The Sacred Family is equal parts bitter and beautiful, jaded and hopeful. It's like a Neil LaBute film with a little heart. At its core, it strives to present the emotional challenges people face in their quest for love, happiness, faith and acceptance, issues often complicated by family, responsibility and commitment. "I try to establish rich relationships so as to make life worth living. Otherwise, everything is amorphous, like half-done," notes Marco Sr. "That's how people waste life. Freedom doesn't mean allowing yourself to do just anything." The film frequently addresses the idea of waiting--an option that doesn't end up being so passive, after all.

Cantillana may have the least flashy role, but he breathes heart and depth into a confused young man trying to find his path. And López is so real as she combines sweetness and evil into one demurely diabolic package--I've met people like her before, and they're frightening. Writer/director Sebastián Campos creates a highly engaging dialogue that creeps up on you as the film progresses. He also keeps you on edge, as uncomfortable as many of the characters--the movie is shot with handheld cameras that are frequently up close and personal with the film's fractured faces. You're not quite sure where things are headed, but I found myself increasingly invested in young Marco's happiness. And while I won't spoil any plot developments, I couldn't take my eyes off the screen during the last 25 minutes of this thought-provoking work.

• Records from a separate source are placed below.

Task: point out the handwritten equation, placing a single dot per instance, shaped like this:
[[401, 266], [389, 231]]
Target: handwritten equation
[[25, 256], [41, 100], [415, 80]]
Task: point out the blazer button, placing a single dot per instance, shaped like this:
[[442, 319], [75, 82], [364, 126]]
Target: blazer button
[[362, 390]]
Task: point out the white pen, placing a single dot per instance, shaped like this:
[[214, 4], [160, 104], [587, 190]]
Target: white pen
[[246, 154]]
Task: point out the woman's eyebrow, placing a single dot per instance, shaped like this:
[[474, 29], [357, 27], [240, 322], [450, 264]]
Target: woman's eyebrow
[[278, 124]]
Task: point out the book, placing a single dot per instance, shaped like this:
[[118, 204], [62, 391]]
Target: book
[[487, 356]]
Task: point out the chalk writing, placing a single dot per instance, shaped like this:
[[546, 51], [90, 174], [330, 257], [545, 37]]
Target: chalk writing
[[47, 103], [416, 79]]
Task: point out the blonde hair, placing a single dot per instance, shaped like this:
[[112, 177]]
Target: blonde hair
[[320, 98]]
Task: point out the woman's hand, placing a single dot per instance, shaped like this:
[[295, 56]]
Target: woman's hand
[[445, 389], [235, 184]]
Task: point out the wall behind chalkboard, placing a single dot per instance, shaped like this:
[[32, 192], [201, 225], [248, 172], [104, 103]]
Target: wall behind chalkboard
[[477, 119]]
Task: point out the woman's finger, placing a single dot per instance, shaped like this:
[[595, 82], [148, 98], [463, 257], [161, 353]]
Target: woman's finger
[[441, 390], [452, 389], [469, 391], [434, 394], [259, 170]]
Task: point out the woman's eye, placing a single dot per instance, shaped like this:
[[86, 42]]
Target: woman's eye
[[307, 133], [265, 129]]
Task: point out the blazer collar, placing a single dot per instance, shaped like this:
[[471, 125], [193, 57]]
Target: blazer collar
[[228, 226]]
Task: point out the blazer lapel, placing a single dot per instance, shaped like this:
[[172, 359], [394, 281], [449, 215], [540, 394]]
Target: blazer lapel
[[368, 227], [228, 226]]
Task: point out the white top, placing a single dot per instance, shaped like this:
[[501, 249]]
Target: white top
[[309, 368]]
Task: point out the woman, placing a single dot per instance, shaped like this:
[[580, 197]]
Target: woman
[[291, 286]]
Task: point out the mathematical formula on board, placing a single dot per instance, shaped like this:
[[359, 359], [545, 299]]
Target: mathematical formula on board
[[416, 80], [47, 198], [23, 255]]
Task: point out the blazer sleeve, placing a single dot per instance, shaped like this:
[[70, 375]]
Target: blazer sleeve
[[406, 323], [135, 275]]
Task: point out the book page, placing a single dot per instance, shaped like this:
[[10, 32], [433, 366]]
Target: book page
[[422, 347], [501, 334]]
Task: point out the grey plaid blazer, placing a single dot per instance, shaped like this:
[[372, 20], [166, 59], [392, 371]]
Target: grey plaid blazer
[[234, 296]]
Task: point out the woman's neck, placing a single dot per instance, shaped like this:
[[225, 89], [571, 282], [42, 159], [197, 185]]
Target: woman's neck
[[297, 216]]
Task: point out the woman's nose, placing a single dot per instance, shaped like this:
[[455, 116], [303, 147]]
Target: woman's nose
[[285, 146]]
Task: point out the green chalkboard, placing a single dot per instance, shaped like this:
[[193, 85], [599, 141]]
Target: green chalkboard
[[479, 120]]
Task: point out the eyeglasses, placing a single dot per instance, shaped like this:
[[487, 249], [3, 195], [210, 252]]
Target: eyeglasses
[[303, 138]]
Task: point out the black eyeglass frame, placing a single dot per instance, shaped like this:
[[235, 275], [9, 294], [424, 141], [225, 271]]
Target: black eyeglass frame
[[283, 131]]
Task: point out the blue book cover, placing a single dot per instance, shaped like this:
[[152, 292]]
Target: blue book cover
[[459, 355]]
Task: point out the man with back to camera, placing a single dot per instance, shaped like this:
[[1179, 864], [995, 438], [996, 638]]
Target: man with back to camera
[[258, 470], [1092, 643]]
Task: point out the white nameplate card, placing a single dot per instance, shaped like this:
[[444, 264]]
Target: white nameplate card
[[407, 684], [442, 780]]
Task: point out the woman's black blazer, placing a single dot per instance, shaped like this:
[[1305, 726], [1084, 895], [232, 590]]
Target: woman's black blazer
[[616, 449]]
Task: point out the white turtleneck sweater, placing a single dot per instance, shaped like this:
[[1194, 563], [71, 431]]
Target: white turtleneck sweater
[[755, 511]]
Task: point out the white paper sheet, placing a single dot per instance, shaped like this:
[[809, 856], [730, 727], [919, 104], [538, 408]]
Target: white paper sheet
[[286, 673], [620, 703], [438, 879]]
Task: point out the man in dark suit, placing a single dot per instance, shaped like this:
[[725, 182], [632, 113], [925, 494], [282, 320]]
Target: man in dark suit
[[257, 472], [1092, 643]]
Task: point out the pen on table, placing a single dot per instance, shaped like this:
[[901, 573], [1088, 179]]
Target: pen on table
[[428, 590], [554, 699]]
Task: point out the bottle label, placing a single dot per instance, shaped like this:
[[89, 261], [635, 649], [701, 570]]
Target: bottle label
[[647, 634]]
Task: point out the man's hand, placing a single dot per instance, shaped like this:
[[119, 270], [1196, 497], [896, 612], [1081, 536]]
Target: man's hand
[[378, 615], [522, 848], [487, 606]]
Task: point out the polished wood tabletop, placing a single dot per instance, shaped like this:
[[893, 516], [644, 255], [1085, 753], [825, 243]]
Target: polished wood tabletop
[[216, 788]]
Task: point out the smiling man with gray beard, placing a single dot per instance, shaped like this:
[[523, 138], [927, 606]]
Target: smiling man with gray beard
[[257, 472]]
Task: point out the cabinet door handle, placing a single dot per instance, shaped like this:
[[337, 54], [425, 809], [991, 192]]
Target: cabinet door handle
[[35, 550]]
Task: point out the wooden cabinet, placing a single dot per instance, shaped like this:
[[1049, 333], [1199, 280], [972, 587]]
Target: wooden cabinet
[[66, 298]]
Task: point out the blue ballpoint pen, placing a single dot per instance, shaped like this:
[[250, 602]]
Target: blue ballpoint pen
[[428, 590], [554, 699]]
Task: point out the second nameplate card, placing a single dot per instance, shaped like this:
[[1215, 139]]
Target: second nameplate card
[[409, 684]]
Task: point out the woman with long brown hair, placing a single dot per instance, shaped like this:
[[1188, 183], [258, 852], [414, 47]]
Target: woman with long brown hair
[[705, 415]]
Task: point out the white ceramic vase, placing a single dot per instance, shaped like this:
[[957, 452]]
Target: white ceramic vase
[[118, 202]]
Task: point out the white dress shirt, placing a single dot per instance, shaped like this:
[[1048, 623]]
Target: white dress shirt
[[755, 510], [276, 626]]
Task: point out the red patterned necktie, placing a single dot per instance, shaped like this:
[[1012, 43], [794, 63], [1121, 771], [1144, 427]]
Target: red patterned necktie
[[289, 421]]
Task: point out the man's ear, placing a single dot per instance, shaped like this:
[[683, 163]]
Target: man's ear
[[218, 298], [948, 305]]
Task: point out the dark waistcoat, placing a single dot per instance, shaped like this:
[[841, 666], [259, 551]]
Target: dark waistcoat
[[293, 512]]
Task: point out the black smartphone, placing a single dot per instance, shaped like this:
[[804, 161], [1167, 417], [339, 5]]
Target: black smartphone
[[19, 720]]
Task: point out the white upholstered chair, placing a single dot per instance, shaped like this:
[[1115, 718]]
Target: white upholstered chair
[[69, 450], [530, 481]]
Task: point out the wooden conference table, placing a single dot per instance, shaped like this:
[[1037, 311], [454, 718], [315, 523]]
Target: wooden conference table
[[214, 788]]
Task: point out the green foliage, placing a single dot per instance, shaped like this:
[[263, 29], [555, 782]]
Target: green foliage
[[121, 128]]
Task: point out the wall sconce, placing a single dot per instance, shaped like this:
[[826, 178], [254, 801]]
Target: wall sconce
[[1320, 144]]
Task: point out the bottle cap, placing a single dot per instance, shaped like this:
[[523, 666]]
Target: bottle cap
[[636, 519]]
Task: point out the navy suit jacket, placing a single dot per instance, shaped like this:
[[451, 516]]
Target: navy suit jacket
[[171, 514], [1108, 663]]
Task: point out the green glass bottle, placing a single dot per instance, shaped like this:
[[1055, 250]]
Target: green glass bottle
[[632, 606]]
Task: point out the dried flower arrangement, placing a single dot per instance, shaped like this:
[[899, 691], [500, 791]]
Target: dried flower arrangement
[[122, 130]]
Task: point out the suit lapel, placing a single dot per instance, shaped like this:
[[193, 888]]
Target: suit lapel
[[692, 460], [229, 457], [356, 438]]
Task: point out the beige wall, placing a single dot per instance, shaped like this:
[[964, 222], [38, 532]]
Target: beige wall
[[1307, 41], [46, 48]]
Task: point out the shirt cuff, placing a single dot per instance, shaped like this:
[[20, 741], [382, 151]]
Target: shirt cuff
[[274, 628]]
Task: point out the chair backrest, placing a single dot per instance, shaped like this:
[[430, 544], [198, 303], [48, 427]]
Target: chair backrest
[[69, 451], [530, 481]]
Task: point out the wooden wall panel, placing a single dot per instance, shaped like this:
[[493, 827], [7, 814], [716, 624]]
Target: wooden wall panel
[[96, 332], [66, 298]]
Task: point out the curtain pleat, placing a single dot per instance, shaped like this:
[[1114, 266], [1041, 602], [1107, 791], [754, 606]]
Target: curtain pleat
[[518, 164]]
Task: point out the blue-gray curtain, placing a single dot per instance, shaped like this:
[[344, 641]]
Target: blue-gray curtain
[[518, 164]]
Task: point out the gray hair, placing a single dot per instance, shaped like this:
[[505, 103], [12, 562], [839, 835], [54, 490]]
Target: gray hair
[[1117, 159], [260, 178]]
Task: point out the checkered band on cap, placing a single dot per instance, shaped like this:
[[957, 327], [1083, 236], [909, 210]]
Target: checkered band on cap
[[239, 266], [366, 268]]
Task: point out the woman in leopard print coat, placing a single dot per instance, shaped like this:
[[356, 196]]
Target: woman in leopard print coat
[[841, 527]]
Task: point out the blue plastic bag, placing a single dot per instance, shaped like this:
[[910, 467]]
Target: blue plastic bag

Here comes the bad news: not only is the 1.85:1 widescreen transfer non-anamorphic, it's a pretty drab affair. I'm assuming a lot of the rough look is intentional, the lower quality and handheld cameras adding to the film's dark sense of realism. Still, it's not visually pretty: you'll see plenty of grain, noise and film specs, and the colors are dull. This is a very dark film, and many shots drown faces and images in black. Worst of all, there's an odd "telescope like" effect, with curved darkness surrounding the four corners. It's mild yet noticeable. Still, the image isn't so bad as to not enjoy the experience.

The mild 2.0 surround track is sedate, which suits the material fine. I never struggled to understand anything, but I was never impressed with any depth. Forced English subtitles are provided for the Spanish dialogue.

No extras of note--there's a .pdf discussion guide (featuring director's notes, a director bio and a profile of Chile) accessed via your computer, a Global Lens trailer and text summaries of other films in the collection.

Final Thoughts:
At once bitter and beautiful, jaded and hopeful, Chile's The Sacred Family puts the spotlight on a dysfunctional group of friends and family. It's a sexually charged work that is always thought-provoking, led by a young man's journey to find his way--and a highly intriguing final act. The weak transfer makes this tough to recommend as a library addition, but it's definitely worth a look. Rent It.